If you look at comments and stories around sustainable investment, water does not feature often. When it does, it's usually around pollution and tends to be grouped with air quality. Yet, that doesn't capture how multifaceted water is in today's world. For example, there is a direct correlation between water availability and energy generation - not just in terms of hydro-generation, but cooling and other technical requirements. Water is also a critical part of agriculture and food security, and a primary topic around urbanisation.
Then why isn't water as firmly on the agenda as other sustainability topics? The likely answer is that we take the resource for granted. Cheap and easy access to water convinces us that it's not threatened. Water shortages are still much rarer than power blackouts - though that is changing. The stories of drought impacting cities such as Cape Town and Chennai, or entire states like California, are becoming more frequent.
Companies are taking note. According to a research note from Barclays released a few months ago, water scarcity is "the most important environmental concern" for the global consumer staples sector. A growing number of large enterprises worry about water access, a topic that is rising to the top of risk registers - especially since there is real cause to believe that climate change will be a risk multiplier around water issues.
Barclays estimated that freshwater demand for food cultivation will increase 40% by 2030, and the consumer staples sector can expect a cost impact of at least $200bn. Costs are already rising: the average cost of water in 30 major US cities rose by 60% between 2010 and 2019. The bank concludes that water should be the leading ESG concern.
Fortunately, there is a lot we can do to improve water availability. Established water infrastructure can benefit tremendously from modern digital enhancements such as smart metering, small leak detection and wastewater recycling. Communities can be a part of the solution if we introduce them to sustainable water practices and help them appreciate and take charge of local conservation efforts. Agriculture can adopt more sustainable water practices - a particular opportunity for South Africa's growing smallholder farming industry. Environmental efforts to remove thirsty alien plants, rehabilitate wetlands and replenish aquifers will significantly improve water resources.
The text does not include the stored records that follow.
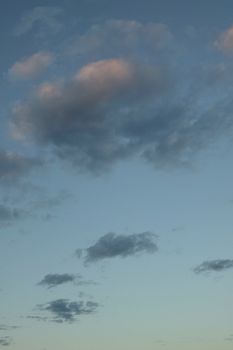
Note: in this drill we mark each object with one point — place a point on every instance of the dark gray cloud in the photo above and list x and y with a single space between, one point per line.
86 119
112 245
115 109
54 280
13 165
214 265
5 341
64 310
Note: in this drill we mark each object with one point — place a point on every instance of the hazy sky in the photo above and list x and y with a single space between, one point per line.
116 175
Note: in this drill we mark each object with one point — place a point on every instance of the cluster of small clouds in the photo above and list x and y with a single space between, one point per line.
54 280
86 119
64 310
108 246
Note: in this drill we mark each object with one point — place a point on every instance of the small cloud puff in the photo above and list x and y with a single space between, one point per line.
112 245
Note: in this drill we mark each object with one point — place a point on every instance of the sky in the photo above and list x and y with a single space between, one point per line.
116 196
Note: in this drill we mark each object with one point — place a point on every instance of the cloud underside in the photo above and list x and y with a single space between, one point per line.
64 310
218 265
112 245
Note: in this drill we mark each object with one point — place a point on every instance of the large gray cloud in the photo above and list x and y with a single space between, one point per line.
115 109
112 245
214 265
85 119
64 310
13 165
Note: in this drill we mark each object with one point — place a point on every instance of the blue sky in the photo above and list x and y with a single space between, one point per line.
116 172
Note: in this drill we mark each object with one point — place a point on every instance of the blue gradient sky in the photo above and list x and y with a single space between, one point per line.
116 142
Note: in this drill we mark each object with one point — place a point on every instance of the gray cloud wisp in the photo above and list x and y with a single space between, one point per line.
64 310
112 245
218 265
56 279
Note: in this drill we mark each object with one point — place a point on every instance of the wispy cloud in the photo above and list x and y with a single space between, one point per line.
56 279
112 245
214 265
31 67
64 310
84 119
224 42
5 341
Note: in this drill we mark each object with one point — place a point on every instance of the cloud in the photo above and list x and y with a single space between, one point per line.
4 327
13 165
5 341
121 37
112 245
41 19
54 280
10 215
83 119
214 265
63 310
224 42
31 67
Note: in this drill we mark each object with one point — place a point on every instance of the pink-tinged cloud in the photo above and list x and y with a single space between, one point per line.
31 67
225 41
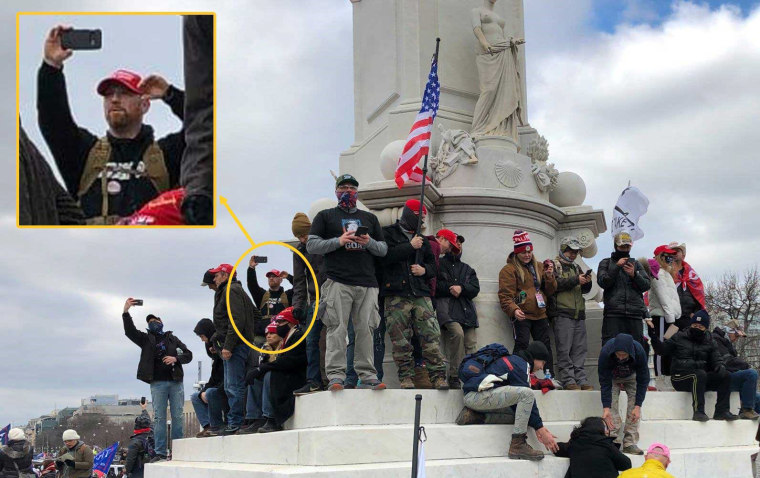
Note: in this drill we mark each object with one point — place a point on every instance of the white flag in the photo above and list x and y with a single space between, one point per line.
631 205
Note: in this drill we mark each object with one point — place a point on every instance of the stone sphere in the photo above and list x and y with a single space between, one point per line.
570 191
389 158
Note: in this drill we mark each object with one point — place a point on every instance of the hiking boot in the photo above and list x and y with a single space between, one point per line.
468 416
700 416
253 427
310 387
421 378
520 450
633 450
372 385
270 426
728 416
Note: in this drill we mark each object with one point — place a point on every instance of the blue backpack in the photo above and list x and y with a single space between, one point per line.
475 364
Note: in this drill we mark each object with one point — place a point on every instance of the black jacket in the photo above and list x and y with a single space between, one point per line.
623 295
15 454
726 349
593 456
71 144
147 343
452 271
396 274
688 355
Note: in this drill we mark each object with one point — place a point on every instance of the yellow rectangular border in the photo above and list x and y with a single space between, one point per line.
18 132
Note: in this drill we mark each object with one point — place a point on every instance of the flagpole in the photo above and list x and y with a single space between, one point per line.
418 258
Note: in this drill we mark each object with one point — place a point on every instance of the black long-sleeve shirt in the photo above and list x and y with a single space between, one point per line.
71 144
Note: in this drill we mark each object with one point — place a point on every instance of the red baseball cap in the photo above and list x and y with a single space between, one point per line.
663 250
128 79
286 315
222 268
414 205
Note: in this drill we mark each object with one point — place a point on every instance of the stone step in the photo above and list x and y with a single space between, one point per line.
728 462
395 407
393 443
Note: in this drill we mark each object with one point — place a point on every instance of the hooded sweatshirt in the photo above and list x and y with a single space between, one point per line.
610 367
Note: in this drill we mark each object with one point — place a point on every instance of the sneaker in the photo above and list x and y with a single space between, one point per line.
270 426
728 416
633 450
468 416
253 427
700 417
310 387
372 385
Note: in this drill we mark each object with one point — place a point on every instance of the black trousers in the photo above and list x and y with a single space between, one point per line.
539 330
698 381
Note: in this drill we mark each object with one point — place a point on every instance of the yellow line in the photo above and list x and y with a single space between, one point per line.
223 200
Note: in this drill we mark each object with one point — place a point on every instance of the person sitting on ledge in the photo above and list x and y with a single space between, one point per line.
592 451
697 366
495 381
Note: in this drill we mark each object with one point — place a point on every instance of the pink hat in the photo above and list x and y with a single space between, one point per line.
659 449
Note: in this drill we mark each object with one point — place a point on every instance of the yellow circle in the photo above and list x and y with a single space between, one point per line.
316 288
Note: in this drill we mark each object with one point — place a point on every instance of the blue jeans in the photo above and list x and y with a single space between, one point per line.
745 382
313 373
165 393
234 384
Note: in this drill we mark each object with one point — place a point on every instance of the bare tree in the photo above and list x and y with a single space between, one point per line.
737 297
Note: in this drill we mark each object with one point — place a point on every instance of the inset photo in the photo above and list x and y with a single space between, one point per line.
115 119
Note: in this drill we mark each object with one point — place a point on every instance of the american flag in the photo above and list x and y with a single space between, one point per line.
418 141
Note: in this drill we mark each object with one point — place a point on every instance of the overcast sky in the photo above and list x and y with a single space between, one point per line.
662 94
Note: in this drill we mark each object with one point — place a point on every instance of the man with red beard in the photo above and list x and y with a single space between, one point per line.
115 175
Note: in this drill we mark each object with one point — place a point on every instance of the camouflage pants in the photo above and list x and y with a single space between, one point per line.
405 316
630 435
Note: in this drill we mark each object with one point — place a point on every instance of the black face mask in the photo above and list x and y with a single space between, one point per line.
282 330
696 334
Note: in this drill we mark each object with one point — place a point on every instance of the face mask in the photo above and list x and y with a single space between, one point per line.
282 330
347 199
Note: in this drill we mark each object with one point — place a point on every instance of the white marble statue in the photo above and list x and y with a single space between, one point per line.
456 148
498 110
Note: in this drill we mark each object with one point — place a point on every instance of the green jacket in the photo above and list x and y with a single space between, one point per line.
568 300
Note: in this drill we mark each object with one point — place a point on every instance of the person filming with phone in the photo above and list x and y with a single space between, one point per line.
161 358
112 176
624 282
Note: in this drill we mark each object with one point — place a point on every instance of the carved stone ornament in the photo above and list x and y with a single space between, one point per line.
508 173
457 147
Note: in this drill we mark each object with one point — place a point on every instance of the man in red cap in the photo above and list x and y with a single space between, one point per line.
406 292
271 301
456 288
233 351
112 176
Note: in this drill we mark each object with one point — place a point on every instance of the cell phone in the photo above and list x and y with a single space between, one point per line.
81 39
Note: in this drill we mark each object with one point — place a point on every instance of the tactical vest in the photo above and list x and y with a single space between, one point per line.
96 166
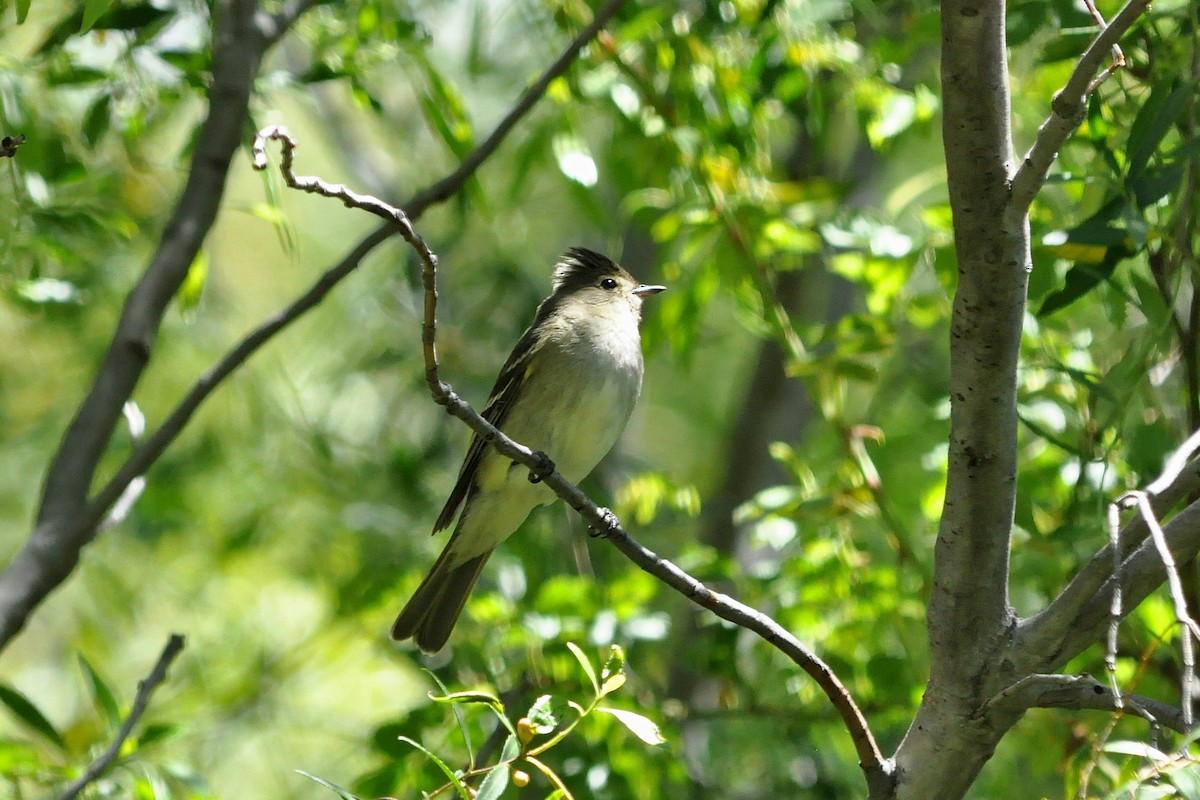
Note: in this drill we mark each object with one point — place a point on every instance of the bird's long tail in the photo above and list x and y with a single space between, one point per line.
430 614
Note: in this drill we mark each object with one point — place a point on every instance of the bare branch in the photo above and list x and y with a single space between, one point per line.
9 145
53 548
145 689
1084 692
1068 106
69 519
1042 637
1191 630
601 521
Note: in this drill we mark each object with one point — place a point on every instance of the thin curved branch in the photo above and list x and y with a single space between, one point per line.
1068 106
1041 639
53 548
69 519
600 519
1141 573
145 689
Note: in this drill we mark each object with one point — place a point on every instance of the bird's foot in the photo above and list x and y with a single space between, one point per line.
544 469
610 524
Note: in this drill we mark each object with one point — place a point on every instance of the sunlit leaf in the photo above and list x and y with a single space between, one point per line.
101 693
640 726
28 713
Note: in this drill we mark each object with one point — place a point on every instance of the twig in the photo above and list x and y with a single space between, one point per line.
145 687
9 145
1141 501
871 759
1042 636
1068 106
28 579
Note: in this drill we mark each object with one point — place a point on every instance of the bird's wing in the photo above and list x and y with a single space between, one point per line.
504 392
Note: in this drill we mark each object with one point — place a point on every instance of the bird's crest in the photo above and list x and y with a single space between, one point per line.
580 266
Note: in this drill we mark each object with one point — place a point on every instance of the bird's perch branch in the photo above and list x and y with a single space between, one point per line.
871 759
69 518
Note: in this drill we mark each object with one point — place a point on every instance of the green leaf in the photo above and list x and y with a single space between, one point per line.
474 696
612 675
460 717
453 776
1080 280
497 780
541 715
1167 102
101 695
192 287
47 292
640 726
587 666
342 793
93 10
28 713
96 120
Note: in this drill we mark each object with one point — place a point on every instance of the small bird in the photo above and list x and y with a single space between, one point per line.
567 390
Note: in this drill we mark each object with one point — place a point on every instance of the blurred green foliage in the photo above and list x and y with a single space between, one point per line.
778 164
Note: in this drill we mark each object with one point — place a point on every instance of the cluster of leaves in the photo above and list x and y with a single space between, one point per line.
779 163
43 758
517 745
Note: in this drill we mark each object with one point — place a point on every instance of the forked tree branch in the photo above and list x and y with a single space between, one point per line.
600 521
1068 106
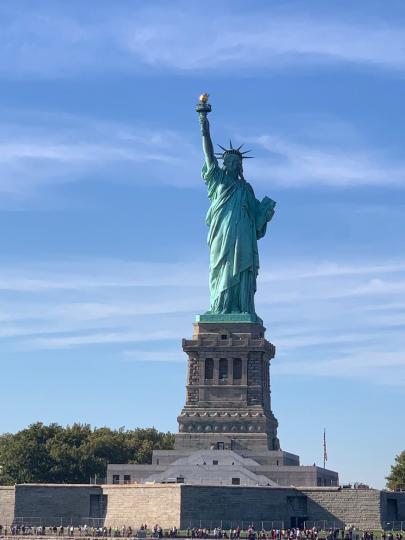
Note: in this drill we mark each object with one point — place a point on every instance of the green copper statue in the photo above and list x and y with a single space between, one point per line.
236 220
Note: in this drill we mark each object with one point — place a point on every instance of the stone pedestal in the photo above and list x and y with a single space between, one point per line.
228 389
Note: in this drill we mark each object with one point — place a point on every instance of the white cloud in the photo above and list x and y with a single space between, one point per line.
62 43
38 150
293 164
67 342
327 318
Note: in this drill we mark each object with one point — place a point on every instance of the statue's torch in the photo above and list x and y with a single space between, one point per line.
203 106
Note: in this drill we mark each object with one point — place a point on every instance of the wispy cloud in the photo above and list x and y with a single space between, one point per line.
126 37
39 149
330 319
294 164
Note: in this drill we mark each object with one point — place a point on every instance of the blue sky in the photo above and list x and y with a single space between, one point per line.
103 242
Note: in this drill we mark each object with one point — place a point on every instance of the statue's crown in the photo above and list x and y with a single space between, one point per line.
232 150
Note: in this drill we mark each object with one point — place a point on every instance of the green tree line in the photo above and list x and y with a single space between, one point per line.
73 454
396 478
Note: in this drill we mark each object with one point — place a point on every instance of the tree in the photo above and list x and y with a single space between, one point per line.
73 454
396 480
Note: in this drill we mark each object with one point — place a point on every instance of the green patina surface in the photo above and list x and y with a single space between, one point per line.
236 221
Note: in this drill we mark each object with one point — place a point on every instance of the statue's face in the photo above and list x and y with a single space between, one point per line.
232 163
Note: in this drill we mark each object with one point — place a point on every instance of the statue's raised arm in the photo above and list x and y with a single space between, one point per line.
203 108
236 221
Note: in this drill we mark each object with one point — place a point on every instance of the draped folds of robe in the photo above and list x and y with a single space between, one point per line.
236 220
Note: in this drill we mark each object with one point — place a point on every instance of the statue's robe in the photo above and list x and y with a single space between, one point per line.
236 220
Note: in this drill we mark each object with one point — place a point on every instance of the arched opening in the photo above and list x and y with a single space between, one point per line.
223 369
209 369
237 369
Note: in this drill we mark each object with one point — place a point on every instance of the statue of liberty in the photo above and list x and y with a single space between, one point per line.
236 221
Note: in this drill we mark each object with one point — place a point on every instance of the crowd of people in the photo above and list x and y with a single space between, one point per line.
216 533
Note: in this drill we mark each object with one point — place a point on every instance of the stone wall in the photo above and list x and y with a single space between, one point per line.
50 504
7 500
186 505
362 508
136 504
232 505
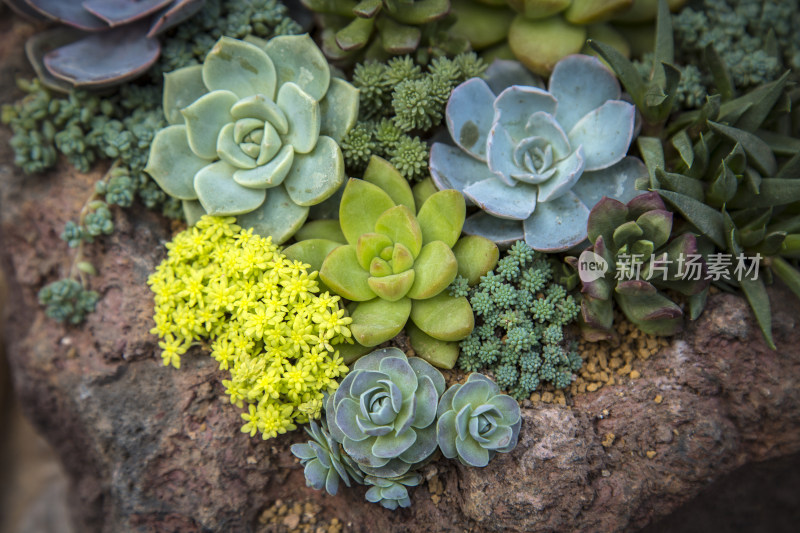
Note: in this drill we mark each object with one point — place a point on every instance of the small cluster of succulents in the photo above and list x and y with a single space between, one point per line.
86 127
642 258
399 106
263 316
756 40
534 161
377 29
519 337
395 256
390 415
253 132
Above all, water sustainability is a culture. We must use opportunities to promote and amplify the importance and delicacy of water to each person, encouraging them to look at their water habits. Imagine if someone just left taps running - it would get under most people's skins. We can explore ways to expand that attitude into other areas of water preservation.
If we don't treat water sustainability as a priority, it will assert itself. If you think the world stops turning when the power goes out, imagine what happens when taps run dry. We can still light a candle, but we can't encourage a trickle from a tap. Barclays put it best: "Water should be considered the largest driver of environmental concern for the staples sector", and water is likely to have "a greater financial impact on the sector than carbon reduction strategies".